Some Expert level complications, Re: To accept input from PIPE by a program 
Author Message
 Some Expert level complications, Re: To accept input from PIPE by a program

Some questions of linked list to manage memory are purely C/C++ oriented
so I post this in comp.lang.c(++).



Quote:

> > Now I applied this solution to a file whose size is not specified.
> > The original working program would open the file specified in the
> > argv[1] and get the size by the usual fseek(SEEK_SET) method and
> > then ftell to get the size. However, this does not work with stdin.

>     There's nothing special about stdin that prevents this from
> working; the problem is with the source from which stdin reads its
> data.  Some sources (e.g., files) have well-defined sizes and are
> seekable.  Some (e.g., pipes, sockets, keyboards, ...) do not.

Is there a way to set up a pipe that feeds the data into the command_n
to hold all the output from the previous command_(n-1)in a big enough
pipe so that command_n can seek in it?

Quote:
> > I have been able to get the size from stdin using a loop with fgetc
> > till EOF. But then it is not able to move back. I assume that you
> > have to do fgetc and store the result as you go. This means that
> > you have to allocate memory and reallocate it if your size is
greater.

>     That's one way.  Another is to allocate a "chunk" of a convenient
> size, fill it with data from the file, and allocate additional chunks
> as needed, keeping track of the list of chunks somehow (perhaps by
> chaining them together in a linked list).  The rest of the program
> no longer has a simple array to deal with, but that may be
unimportant.

>     The "best" way, of course, is to figure out how to accomplish the
> task at hand without storing all the data: Do you *really* need to
> make multiple passes over the file, do you *really* need to access
> the data bytes in arbitrary order?  The answers to these questions
> may be affirmative, but if they aren't you can probably do everything
> you need with a smallish amount of storage essentially independent
> of the data length.

I do not need to do multiple passes over the data except in the
beginning. The problem is that I have to know the size to allocate
the memory. In the future when extending this problem, I may need to
do a lot of seeking in the file so that I would like to see both
solutions.

- Show quoted text -

Quote:
> > The only problem is that the size of the file
> > is very variable from <Meg to 10s of Megs and this command is inside
> > a pipe of commands. This means that you cannot take too much memory
> > since they need memory too, or do they???

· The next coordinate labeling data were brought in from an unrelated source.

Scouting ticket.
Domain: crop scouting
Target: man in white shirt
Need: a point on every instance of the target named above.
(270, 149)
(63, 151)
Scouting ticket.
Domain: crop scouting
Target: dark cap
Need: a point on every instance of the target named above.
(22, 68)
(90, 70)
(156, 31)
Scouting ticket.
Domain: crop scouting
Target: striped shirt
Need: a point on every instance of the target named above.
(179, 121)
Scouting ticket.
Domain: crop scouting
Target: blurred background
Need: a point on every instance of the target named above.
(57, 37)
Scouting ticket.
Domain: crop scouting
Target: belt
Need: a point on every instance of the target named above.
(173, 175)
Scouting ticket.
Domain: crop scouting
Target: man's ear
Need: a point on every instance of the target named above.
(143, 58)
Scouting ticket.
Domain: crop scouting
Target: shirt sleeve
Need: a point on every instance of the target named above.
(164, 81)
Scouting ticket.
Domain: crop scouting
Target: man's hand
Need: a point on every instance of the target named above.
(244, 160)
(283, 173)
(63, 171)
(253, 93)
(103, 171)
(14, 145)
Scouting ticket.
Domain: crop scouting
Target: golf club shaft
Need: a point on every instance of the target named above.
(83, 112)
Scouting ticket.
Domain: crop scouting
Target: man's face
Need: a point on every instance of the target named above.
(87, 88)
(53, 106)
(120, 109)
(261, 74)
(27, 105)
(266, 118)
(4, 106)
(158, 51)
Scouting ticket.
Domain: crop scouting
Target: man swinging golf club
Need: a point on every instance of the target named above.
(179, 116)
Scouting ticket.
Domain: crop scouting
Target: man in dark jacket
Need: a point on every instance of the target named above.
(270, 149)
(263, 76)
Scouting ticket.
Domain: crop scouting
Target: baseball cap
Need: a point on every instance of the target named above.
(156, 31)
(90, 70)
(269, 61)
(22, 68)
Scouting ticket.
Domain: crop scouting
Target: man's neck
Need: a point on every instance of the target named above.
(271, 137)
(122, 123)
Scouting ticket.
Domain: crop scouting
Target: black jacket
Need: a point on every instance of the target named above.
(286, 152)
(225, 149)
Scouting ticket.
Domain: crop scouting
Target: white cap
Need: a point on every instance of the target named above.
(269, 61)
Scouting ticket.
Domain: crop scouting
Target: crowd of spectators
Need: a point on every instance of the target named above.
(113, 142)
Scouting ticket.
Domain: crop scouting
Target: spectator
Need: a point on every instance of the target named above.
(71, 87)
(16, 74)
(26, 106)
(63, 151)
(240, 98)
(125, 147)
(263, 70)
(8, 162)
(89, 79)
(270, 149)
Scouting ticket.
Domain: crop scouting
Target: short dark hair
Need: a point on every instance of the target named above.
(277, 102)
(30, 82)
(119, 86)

>     "Yes."  Well, "No."  Or "Sort of."

>     Yes, the other programs need memory.  No, they don't compete with
> each other for "the same" memory, because they run in separate
> address spaces.  But they sort of compete, because the system has
> finite resources with which to provide the illusion that is virtual
> memory.

>     Summary: It's a good idea to keep memory consumption down, but
> it's not the Holy Grail it once was.  A few tens of megabytes isn't
> especially large, but it can become so if you've got a pipeline of
> half a dozen programs, each one of which makes its own copy (or two
> or three copies) of those megabytes.

The only solution I think that you suggested above is that of linked
list of data. This is a binary file. Can you give a set of procedures
and data structures so that this can be done transparently in C? and
also in super C, that is non OOP C++ or C with classes? I would much
appreciate a pseudo code and some actual code for this particular
problem.

Sent via Deja.com
http://www.*-*-*.com/



Sat, 28 Jun 2003 22:47:58 GMT  
 Some Expert level complications, Re: To accept input from PIPE by a program

Quote:
> Some questions of linked list to manage memory are purely C/C++ oriented
> so I post this in comp.lang.c(++).

[ as well as c.u.p and c.u.s, so some of this is offtopic for c.l.c/++ ]

...

Quote:
> Is there a way to set up a pipe that feeds the data into the command_n
> to hold all the output from the previous command_(n-1)in a big enough
> pipe so that command_n can seek in it?

Pipes aren't seekable and don't have a size.
You could use an explicit temporary file instead:
  step1 | step2 >temp; <temp step3 | step4
step3 can seek in its input; step2 and 4 can't.
(Use a filename that doesn't conflict with
other concurrent processes or permanent files;
/tmp/myprog.$$ is one traditional method.)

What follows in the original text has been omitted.